Potential Applications

  • Speech enhancement: The technology can be used to separate speech from background noise in audio recordings, improving speech intelligibility.
  • Music source separation: It can be applied to separate individual instruments or vocals from a music recording, allowing for remixing or isolating specific elements.
  • Audio transcription: The technology can assist in transcribing audio recordings by separating different speakers or audio sources, making it easier to transcribe each source separately.

Problems Solved

  • Difficulty in separating specific audio sources from a mixture of sounds in an audio waveform.
  • Lack of training data that combines both audio clips and textual descriptions, making it challenging to train neural networks for audio source separation.

Benefits

  • Improved accuracy: By incorporating textual descriptions, the neural network can better understand the target audio source, leading to more accurate separation.
  • Versatility: The technology can be applied to various audio source separation tasks, such as speech enhancement, music source separation, and audio transcription.
  • Enhanced user experience: Separating audio sources can improve the quality and intelligibility of audio recordings, benefiting users in different domains such as media production, transcription services, and communication systems.
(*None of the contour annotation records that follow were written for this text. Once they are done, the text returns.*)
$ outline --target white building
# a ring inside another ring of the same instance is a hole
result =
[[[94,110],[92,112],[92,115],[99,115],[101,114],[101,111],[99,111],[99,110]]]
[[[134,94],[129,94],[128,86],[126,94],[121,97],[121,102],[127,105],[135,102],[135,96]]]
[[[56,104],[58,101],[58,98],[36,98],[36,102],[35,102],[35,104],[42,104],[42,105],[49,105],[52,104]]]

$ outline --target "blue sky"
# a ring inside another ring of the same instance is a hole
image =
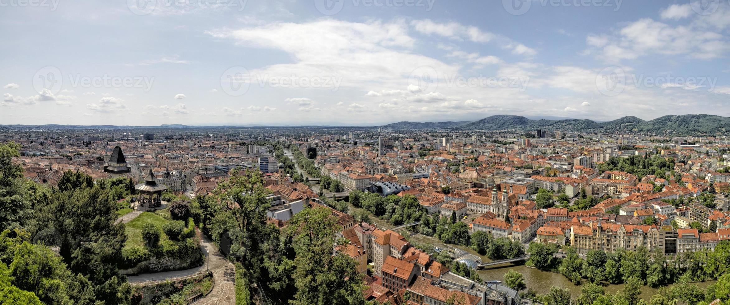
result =
[[[727,0],[514,1],[0,0],[0,123],[730,116]]]

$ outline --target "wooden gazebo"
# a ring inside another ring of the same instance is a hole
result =
[[[147,207],[156,207],[162,205],[162,192],[166,190],[167,187],[157,183],[157,177],[150,166],[150,174],[145,177],[145,183],[135,185],[134,189],[139,192],[139,204],[142,206],[147,204]]]

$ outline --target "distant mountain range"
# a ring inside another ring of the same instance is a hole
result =
[[[517,115],[492,115],[461,125],[458,130],[567,130],[599,132],[641,132],[654,134],[715,135],[730,134],[730,117],[712,115],[665,115],[651,120],[634,116],[607,122],[591,120],[531,120]]]
[[[426,123],[418,123],[418,122],[408,122],[402,121],[398,123],[393,123],[392,124],[385,125],[380,127],[391,128],[395,130],[404,130],[404,129],[438,129],[438,128],[451,128],[454,127],[461,126],[467,123],[471,123],[469,120],[462,120],[458,122],[426,122]]]
[[[535,129],[564,130],[572,131],[645,133],[659,135],[712,136],[730,135],[730,117],[712,115],[665,115],[651,120],[644,120],[637,117],[623,117],[607,122],[591,120],[529,119],[518,115],[492,115],[477,121],[458,122],[408,122],[402,121],[381,126],[266,126],[255,124],[226,126],[192,126],[181,124],[164,124],[158,126],[131,126],[114,125],[0,125],[0,130],[18,129],[155,129],[155,128],[372,128],[383,127],[393,130],[408,129],[452,129],[460,131],[499,131],[515,130],[529,131]]]

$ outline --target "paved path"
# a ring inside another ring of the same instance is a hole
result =
[[[203,252],[205,253],[206,251],[208,251],[210,253],[210,257],[206,258],[203,266],[187,270],[133,275],[128,277],[127,279],[129,282],[134,283],[185,277],[199,272],[204,272],[208,269],[208,258],[210,258],[210,269],[213,273],[213,282],[215,282],[213,290],[210,294],[195,301],[194,304],[204,305],[235,304],[236,292],[234,287],[236,274],[235,266],[218,252],[212,242],[199,233],[199,236],[201,236],[200,247],[202,248]]]
[[[127,214],[122,215],[122,217],[119,218],[117,218],[117,221],[114,222],[114,224],[117,224],[119,223],[127,223],[131,221],[131,220],[137,218],[137,217],[139,216],[140,214],[142,214],[142,211],[135,209],[132,212],[130,212]]]

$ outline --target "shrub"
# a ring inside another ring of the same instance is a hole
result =
[[[167,209],[170,211],[170,216],[175,220],[185,220],[191,216],[190,202],[182,200],[172,201]]]
[[[182,234],[185,229],[185,223],[182,220],[173,220],[162,225],[162,231],[165,232],[167,238],[174,241],[180,241],[185,238]]]
[[[124,260],[119,268],[127,269],[150,259],[150,251],[144,247],[130,247],[122,250],[122,257]]]
[[[153,223],[147,223],[142,227],[142,238],[147,247],[155,247],[160,242],[160,228]]]
[[[236,264],[236,305],[249,305],[251,303],[251,293],[248,290],[248,279],[245,270],[239,263]]]

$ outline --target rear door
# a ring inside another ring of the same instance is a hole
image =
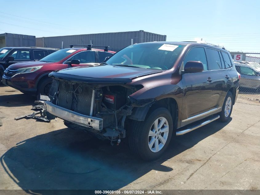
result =
[[[210,106],[220,109],[232,84],[231,78],[226,68],[220,51],[207,47],[206,51],[209,62],[209,75],[213,79]]]
[[[95,51],[83,51],[77,53],[67,60],[67,61],[71,61],[74,59],[79,60],[79,64],[71,64],[72,67],[80,66],[89,63],[97,63],[95,53]]]

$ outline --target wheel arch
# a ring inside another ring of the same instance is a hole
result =
[[[172,115],[174,129],[177,127],[178,117],[178,107],[177,101],[174,98],[167,97],[154,102],[152,104],[143,107],[135,107],[132,113],[128,117],[129,118],[139,121],[143,121],[149,113],[159,108],[164,108],[170,111]]]
[[[234,105],[235,104],[235,100],[236,100],[236,88],[234,87],[233,87],[230,88],[229,89],[229,90],[228,90],[228,91],[230,91],[231,92],[231,93],[232,94],[232,95],[233,95],[233,105]]]

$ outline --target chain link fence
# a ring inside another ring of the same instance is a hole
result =
[[[241,75],[238,98],[260,102],[260,53],[230,54]]]

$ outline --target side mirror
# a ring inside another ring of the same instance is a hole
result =
[[[73,59],[71,61],[67,62],[66,63],[71,65],[71,64],[79,64],[80,63],[80,62],[78,59]]]
[[[184,66],[184,73],[200,72],[203,70],[203,64],[199,61],[189,61]]]
[[[6,62],[8,62],[10,61],[14,61],[14,58],[13,56],[9,56],[6,59]]]

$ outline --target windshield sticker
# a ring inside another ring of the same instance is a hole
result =
[[[163,44],[158,49],[161,50],[165,50],[166,51],[172,51],[178,47],[178,45],[169,45],[169,44]]]
[[[0,53],[2,53],[2,54],[5,54],[6,52],[6,51],[8,51],[8,50],[7,49],[3,49],[2,50],[0,51]]]
[[[74,49],[70,49],[69,50],[67,51],[66,52],[67,53],[72,53],[75,51],[76,51],[76,50]]]

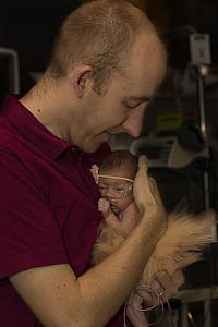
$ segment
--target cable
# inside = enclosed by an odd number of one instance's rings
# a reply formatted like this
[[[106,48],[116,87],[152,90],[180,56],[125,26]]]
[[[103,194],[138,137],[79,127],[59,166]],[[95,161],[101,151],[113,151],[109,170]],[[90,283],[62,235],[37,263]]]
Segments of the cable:
[[[152,288],[152,287],[148,287],[148,286],[140,286],[137,288],[135,288],[131,295],[130,295],[130,301],[125,304],[124,306],[124,310],[123,310],[123,327],[128,327],[128,323],[126,323],[126,310],[128,310],[128,306],[129,305],[132,305],[132,300],[133,300],[133,296],[137,294],[138,291],[144,291],[146,293],[148,293],[148,295],[152,295],[156,299],[156,302],[148,306],[148,307],[143,307],[143,308],[137,308],[138,311],[141,312],[150,312],[157,307],[160,307],[160,315],[158,317],[158,319],[154,323],[148,323],[149,326],[154,326],[154,325],[157,325],[160,319],[162,318],[162,315],[164,315],[164,312],[165,312],[165,307],[164,307],[164,302],[162,302],[162,299],[161,296],[165,295],[165,292],[164,290],[161,290],[160,292],[158,292],[155,288]],[[169,316],[170,316],[170,322],[169,322],[169,327],[172,327],[172,311],[171,311],[171,307],[170,307],[170,303],[169,301],[167,300],[166,301],[167,303],[167,307],[168,307],[168,311],[169,311]]]

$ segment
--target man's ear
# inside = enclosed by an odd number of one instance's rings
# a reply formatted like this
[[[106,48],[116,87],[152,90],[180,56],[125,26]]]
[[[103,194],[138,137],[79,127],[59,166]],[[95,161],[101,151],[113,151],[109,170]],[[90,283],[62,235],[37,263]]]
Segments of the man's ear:
[[[73,87],[78,98],[83,98],[88,86],[93,83],[92,77],[93,68],[89,65],[81,65],[74,72]]]

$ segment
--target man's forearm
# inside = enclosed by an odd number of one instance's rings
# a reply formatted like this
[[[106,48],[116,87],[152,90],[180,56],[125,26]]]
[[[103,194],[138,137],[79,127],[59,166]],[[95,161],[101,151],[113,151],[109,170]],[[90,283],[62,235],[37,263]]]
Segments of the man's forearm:
[[[112,317],[138,281],[161,234],[153,219],[142,219],[113,254],[77,279],[95,326],[104,326]]]

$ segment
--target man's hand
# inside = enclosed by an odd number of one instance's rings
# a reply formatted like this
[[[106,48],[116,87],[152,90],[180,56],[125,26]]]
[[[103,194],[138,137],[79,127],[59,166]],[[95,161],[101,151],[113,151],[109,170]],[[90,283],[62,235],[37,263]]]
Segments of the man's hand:
[[[141,217],[146,214],[160,226],[162,231],[166,230],[166,213],[160,198],[156,182],[147,175],[148,162],[145,156],[138,158],[138,171],[133,183],[133,195],[135,204],[140,210]]]

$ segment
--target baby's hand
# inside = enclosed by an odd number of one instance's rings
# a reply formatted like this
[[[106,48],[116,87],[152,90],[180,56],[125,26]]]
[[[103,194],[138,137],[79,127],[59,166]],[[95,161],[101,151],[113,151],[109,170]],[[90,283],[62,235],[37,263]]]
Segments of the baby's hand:
[[[107,217],[111,214],[110,203],[106,198],[100,198],[98,201],[98,210],[102,214],[104,217]]]

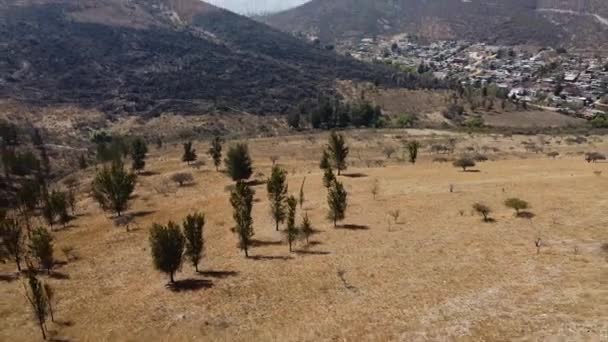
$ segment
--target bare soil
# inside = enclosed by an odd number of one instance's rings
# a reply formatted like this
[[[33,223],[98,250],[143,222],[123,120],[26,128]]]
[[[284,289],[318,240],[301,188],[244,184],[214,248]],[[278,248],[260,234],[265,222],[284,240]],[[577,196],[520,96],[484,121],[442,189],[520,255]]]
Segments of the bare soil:
[[[566,137],[428,130],[347,135],[350,167],[340,181],[349,208],[338,229],[326,220],[317,166],[326,135],[249,140],[256,179],[268,175],[275,155],[289,172],[290,193],[297,194],[306,177],[303,211],[318,233],[295,253],[274,230],[265,187],[256,186],[257,243],[245,258],[230,231],[230,180],[209,161],[187,167],[179,147],[151,153],[129,211],[135,217],[130,232],[114,227],[90,199],[94,170],[83,172],[79,216],[53,233],[56,257],[66,263],[54,277],[42,276],[57,293],[52,335],[77,341],[608,338],[608,253],[602,249],[608,163],[586,163],[580,155],[608,150],[603,138],[567,145]],[[429,146],[450,138],[457,139],[457,153],[446,158],[471,149],[495,152],[487,152],[490,161],[479,163],[478,172],[433,163]],[[403,141],[411,139],[423,143],[415,165],[383,156],[393,145],[401,158]],[[561,155],[526,153],[523,141]],[[203,159],[206,149],[197,144]],[[178,171],[191,172],[195,184],[170,184]],[[503,205],[509,197],[530,202],[533,217],[515,217]],[[494,223],[472,212],[476,202],[492,208]],[[207,215],[202,272],[184,264],[176,276],[181,291],[172,291],[152,267],[148,229],[197,210]],[[400,211],[396,222],[388,215],[393,210]],[[67,246],[77,260],[63,255]],[[22,279],[13,272],[12,264],[0,265],[0,340],[37,340]]]

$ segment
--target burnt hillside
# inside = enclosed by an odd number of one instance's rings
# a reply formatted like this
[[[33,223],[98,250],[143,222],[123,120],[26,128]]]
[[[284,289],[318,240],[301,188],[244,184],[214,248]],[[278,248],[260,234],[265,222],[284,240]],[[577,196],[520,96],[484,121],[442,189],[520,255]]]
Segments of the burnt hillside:
[[[389,71],[196,0],[0,2],[0,96],[154,115],[283,113]]]

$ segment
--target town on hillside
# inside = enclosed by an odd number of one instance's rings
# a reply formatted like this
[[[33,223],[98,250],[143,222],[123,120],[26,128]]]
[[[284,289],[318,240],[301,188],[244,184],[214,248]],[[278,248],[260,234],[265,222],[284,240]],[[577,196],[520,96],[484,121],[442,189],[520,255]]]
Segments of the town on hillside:
[[[419,43],[416,37],[363,38],[337,50],[403,71],[494,85],[513,100],[593,119],[608,113],[608,57],[563,48],[514,49],[467,41]]]

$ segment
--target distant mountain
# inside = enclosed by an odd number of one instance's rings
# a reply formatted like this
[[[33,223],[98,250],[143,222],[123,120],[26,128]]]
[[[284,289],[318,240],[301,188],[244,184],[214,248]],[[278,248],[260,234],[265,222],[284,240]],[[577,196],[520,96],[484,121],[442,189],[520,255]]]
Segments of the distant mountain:
[[[0,98],[109,113],[283,113],[393,77],[197,0],[0,0],[0,46]]]
[[[312,0],[265,18],[323,41],[412,33],[429,40],[608,46],[606,0]]]

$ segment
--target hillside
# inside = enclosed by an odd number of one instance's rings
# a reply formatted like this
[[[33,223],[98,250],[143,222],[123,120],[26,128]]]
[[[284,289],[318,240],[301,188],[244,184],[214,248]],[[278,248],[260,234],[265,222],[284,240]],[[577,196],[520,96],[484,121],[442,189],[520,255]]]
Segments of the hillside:
[[[0,1],[0,98],[106,113],[287,111],[375,67],[197,0]]]
[[[430,40],[598,48],[608,44],[606,13],[594,0],[313,0],[265,21],[325,41],[408,32]]]

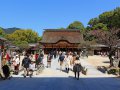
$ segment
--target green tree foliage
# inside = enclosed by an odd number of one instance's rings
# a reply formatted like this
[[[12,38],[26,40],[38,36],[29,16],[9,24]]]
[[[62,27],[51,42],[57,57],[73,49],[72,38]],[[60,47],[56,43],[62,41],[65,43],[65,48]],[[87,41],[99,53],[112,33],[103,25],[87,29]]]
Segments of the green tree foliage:
[[[113,66],[113,59],[112,56],[115,54],[115,46],[118,44],[118,32],[120,29],[112,28],[108,31],[104,30],[92,30],[91,35],[94,35],[96,37],[96,41],[107,45],[109,47],[109,59],[110,59],[110,65]]]
[[[80,29],[80,30],[84,30],[84,25],[79,22],[79,21],[74,21],[73,23],[71,23],[67,29]]]
[[[37,43],[41,38],[33,30],[16,30],[12,34],[7,34],[6,38],[20,48],[27,48],[28,43]]]
[[[104,12],[97,18],[93,18],[88,22],[88,30],[109,30],[111,28],[120,28],[120,7]]]

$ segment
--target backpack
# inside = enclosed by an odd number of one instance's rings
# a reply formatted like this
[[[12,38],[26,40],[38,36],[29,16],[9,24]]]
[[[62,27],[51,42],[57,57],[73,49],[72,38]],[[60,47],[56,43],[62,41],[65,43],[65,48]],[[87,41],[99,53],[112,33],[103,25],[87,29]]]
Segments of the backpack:
[[[24,59],[24,65],[28,65],[29,64],[29,60],[28,60],[28,58],[25,58]]]
[[[60,61],[63,61],[64,58],[65,58],[65,56],[62,55],[62,56],[59,57],[59,60],[60,60]]]

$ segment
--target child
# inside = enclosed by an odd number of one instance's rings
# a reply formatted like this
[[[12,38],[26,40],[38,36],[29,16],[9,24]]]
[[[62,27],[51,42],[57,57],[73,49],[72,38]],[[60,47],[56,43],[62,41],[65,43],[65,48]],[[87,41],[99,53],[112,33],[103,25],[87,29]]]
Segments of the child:
[[[34,63],[34,61],[31,61],[30,65],[29,65],[29,75],[30,75],[30,77],[32,77],[34,70],[35,70],[35,63]]]

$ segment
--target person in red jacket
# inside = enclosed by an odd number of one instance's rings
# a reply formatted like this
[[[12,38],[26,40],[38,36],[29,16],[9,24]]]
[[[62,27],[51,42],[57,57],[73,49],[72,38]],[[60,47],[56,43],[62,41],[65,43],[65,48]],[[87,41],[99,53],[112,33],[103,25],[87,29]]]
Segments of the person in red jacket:
[[[7,60],[8,64],[10,65],[10,55],[8,53],[6,53],[6,60]]]

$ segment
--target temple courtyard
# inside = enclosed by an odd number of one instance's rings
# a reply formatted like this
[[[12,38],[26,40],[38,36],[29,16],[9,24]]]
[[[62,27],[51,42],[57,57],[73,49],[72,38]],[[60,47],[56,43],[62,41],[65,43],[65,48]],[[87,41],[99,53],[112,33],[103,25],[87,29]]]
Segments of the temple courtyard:
[[[80,79],[76,80],[72,71],[60,71],[58,59],[53,59],[51,68],[45,68],[32,78],[24,78],[21,71],[10,80],[0,80],[0,90],[120,90],[120,78],[96,69],[97,66],[108,66],[106,62],[109,62],[108,58],[101,56],[81,58],[81,64],[88,71],[87,75],[81,73]],[[46,57],[43,63],[46,66]]]

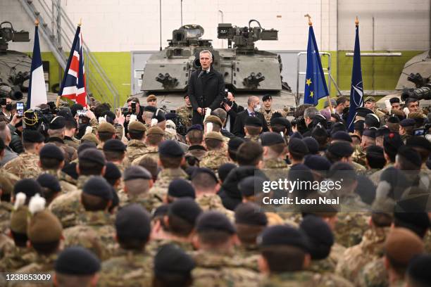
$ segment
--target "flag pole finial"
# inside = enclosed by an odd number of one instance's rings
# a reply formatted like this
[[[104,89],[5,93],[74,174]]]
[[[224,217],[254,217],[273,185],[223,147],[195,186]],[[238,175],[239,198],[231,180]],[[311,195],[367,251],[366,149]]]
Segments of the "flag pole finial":
[[[311,16],[310,14],[306,14],[304,17],[306,17],[308,18],[308,26],[313,26],[313,23],[311,23]]]

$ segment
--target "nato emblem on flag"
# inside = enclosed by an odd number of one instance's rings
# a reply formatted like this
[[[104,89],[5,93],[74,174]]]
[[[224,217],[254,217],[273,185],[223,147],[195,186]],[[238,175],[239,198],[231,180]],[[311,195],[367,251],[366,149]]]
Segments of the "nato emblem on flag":
[[[356,115],[356,108],[363,106],[363,86],[362,83],[362,70],[361,68],[361,49],[359,47],[359,24],[356,25],[355,37],[355,50],[351,71],[351,87],[350,89],[350,107],[347,117],[347,129],[354,131],[354,122]]]
[[[319,56],[313,26],[308,28],[307,46],[307,71],[304,94],[304,103],[317,106],[320,98],[329,96],[322,63]]]
[[[35,27],[35,45],[32,56],[32,68],[28,94],[27,96],[27,108],[32,108],[41,103],[46,103],[46,87],[45,86],[45,75],[40,56],[39,45],[39,33],[37,24]]]

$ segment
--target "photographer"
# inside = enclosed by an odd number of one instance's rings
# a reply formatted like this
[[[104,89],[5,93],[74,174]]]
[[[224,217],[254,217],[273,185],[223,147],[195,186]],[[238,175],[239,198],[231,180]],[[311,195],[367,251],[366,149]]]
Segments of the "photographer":
[[[233,131],[237,114],[242,112],[244,110],[244,107],[242,106],[238,106],[235,102],[235,98],[233,94],[230,91],[228,91],[227,96],[223,98],[221,107],[227,113],[227,118],[225,123],[225,129],[226,129],[227,132]]]
[[[208,50],[199,53],[201,68],[190,75],[188,95],[193,106],[193,125],[203,125],[205,110],[220,107],[225,96],[223,76],[211,66],[213,54]]]

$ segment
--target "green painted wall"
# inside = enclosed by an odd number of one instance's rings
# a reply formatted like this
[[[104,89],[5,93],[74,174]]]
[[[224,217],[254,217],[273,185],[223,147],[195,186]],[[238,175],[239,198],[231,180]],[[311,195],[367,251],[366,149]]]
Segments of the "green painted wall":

Original Abstract Submitted

Example methods include receiving training data comprising a plurality of audio clips and a plurality of textual descriptions of audio. The methods include generating a shared representation comprising a joint embedding. An audio embedding of a given audio clip is within a threshold distance of a text embedding of a textual description of the given audio clip. The methods include generating, based on the joint embedding, a conditioning vector and training, based on the conditioning vector, a neural network to: receive (i) an input audio waveform, and (ii) an input comprising one or more of an input textual description of a target audio source in the input audio waveform, or an audio sample of the target audio source, separate audio corresponding to the target audio source from the input audio waveform, and output the separated audio corresponding to the target audio source in response to the receiving of the input.